Maurice Priestley
Welcome to Maths 1st June 2020
In this historical feature we explore Maurice Priestley (1933-2013) and his influential work.
Professor Maurice Priestley, was a highly regarded figure in the field of time series analysis. He made outstanding contributions to the spectral analysis of non-stationary time series and density estimation. His book “Spectral Analysis and Time Series” (1982) has become a standard reference on the subject. He was the founding Editor in Chief of the “Journal of Time Series Analysis” and remained in this role until the end of 2012. He passed away on 15th June 2013.
Maurice Priestley was born in Manchester on 15th March 1933. He attended the Manchester Grammar School, then went to Jesus College, Cambridge, to study mathematics. After completing his undergraduate degree, he stayed on at the Statistical Laboratory, Cambridge, and took its Diploma in Mathematical Statistics in 1955. This happened at a time of a golden age for the Statistical Laboratory and Maurice Priestley was particularly influenced by Dennis Lindley and Henry Daniels.
In the following two years, as Scientific Officer at the Royal Aircraft Establishment he started working on spectral analysis and gained practical experience with it. Maurice Priestley collaborated with Gwilym Jenkins and published a joint paper with him in JRSS B in 1957. They were about the same age and both went on to make their names in time series and spectral analysis.
Maurice returned to Manchester to study for a Ph.D. under the guidance of Maurice Bartlett. He was also appointed assistant lecturer at the University of Manchester. In the early 1960’s Priestley held visiting professorships at Princeton and Stanford Universities in the USA. In 1970 Maurice Priestley became full professor at the Department of Mathematics at the University of Manchester Institute of Science and Technology (UMIST), a post he held until his retirement. He had several spells, totalling more than twelve years, as Head of the Department of Mathematics at UMIST. He played a very active role in the UMIST administration and served with distinction on many committees. He was also a Honorary Professor at the University of Sheffield and the driving force in the establishment of the joint Manchester-Sheffield School of Probability and Statistics. After his retirement Maurice was appointed Emeritus Professor at UMIST and, after the merger between UMIST and VUM, University of Manchester.

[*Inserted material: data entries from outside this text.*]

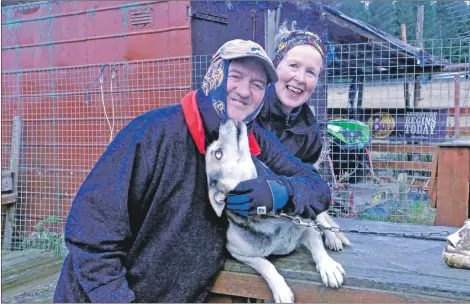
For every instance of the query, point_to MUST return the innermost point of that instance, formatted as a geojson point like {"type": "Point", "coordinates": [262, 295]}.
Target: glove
{"type": "Point", "coordinates": [258, 196]}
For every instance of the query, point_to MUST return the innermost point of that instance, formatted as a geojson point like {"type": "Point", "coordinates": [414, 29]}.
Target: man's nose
{"type": "Point", "coordinates": [300, 76]}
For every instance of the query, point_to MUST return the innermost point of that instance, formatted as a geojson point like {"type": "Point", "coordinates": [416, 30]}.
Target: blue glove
{"type": "Point", "coordinates": [258, 196]}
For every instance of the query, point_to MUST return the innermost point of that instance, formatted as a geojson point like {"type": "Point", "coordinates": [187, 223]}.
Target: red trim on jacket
{"type": "Point", "coordinates": [194, 123]}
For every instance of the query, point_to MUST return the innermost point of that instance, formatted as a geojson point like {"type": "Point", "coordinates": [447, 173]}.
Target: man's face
{"type": "Point", "coordinates": [246, 85]}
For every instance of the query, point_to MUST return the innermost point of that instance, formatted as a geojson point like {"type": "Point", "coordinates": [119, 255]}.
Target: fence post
{"type": "Point", "coordinates": [457, 106]}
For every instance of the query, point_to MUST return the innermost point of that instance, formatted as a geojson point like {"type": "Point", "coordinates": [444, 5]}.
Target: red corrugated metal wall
{"type": "Point", "coordinates": [52, 55]}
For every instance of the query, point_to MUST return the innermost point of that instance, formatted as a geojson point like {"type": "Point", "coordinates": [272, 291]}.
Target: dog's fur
{"type": "Point", "coordinates": [252, 239]}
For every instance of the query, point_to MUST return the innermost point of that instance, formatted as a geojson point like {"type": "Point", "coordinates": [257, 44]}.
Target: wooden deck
{"type": "Point", "coordinates": [379, 269]}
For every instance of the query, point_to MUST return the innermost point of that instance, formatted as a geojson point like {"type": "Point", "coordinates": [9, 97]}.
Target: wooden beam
{"type": "Point", "coordinates": [254, 286]}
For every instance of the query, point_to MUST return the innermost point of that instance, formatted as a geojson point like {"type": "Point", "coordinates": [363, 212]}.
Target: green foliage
{"type": "Point", "coordinates": [43, 238]}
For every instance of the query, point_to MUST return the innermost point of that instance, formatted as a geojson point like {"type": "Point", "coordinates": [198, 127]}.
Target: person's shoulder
{"type": "Point", "coordinates": [165, 117]}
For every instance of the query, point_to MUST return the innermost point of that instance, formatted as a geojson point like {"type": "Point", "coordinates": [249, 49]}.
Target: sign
{"type": "Point", "coordinates": [418, 125]}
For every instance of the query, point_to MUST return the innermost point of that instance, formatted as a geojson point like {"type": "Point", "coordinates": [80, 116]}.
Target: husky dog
{"type": "Point", "coordinates": [251, 239]}
{"type": "Point", "coordinates": [457, 251]}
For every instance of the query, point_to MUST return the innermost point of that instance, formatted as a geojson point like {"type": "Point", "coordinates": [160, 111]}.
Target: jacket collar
{"type": "Point", "coordinates": [203, 122]}
{"type": "Point", "coordinates": [272, 117]}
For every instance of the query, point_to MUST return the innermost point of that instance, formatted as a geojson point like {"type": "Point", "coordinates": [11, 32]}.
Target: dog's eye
{"type": "Point", "coordinates": [219, 154]}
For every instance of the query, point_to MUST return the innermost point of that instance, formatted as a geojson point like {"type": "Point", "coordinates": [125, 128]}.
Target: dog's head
{"type": "Point", "coordinates": [228, 162]}
{"type": "Point", "coordinates": [460, 239]}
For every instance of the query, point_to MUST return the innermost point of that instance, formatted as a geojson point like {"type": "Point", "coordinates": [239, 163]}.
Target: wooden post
{"type": "Point", "coordinates": [419, 41]}
{"type": "Point", "coordinates": [14, 168]}
{"type": "Point", "coordinates": [419, 27]}
{"type": "Point", "coordinates": [457, 106]}
{"type": "Point", "coordinates": [453, 183]}
{"type": "Point", "coordinates": [403, 191]}
{"type": "Point", "coordinates": [406, 85]}
{"type": "Point", "coordinates": [403, 32]}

From the early 1970’s the UMIST Department of Mathematics established itself as a focal point for research in time series, especially non-stationary, non-linear and non-Gaussian time series. Young members of staff, including H. Tong and T. Subba Rao, quickly established themselves. The Department attracted a stream of internationally renowned visitors, including H. Akaike, T. W. Anderson, E. J. Hannan, E. A. Parzen, M. Rosenblatt, T. Ozaki and G. Wahba. The Manchester-Nottingham Time Series group, founded by Maurice Priestley and Clive Granger, held regular meetings to discuss and stimulate new developments in these areas. Without doubt the Manchester School under the leadership of Maurice Priestley played a significant role in the rapid developments in nonlinear and non-stationary processes in the 1970’s.
Maurice published a number of very influential papers: on spectral estimation (Technometrics, 1962), the role and choice of bandwidth in the estimation of spectral density function (Applied Statistics, 1965), the analysis of stationary processes with mixed spectra (JRSS B, 1962; two papers), the seminal paper on evolutionary spectra and non-stationary processes (JRSS B, 1965), a read paper to the Royal Statistical Society, with discussion, statistical tests for non-stationarity (Priestley and Subba Rao, JRSS B, 1969).
The ideas introduced by Maurice Priestley have had and continue to have impact on developments not only in time series analysis but other subjects, such as kernel density estimation and non-parametric regression. Priestley’s name can be found in terminology, as well – Priestley’s evolutionary spectrum and the Bartlett-Priestley window for non-parametric spectral density estimation.
In honour of Maurice Priestley, Room G.108 in Alan Turing Building is named after him.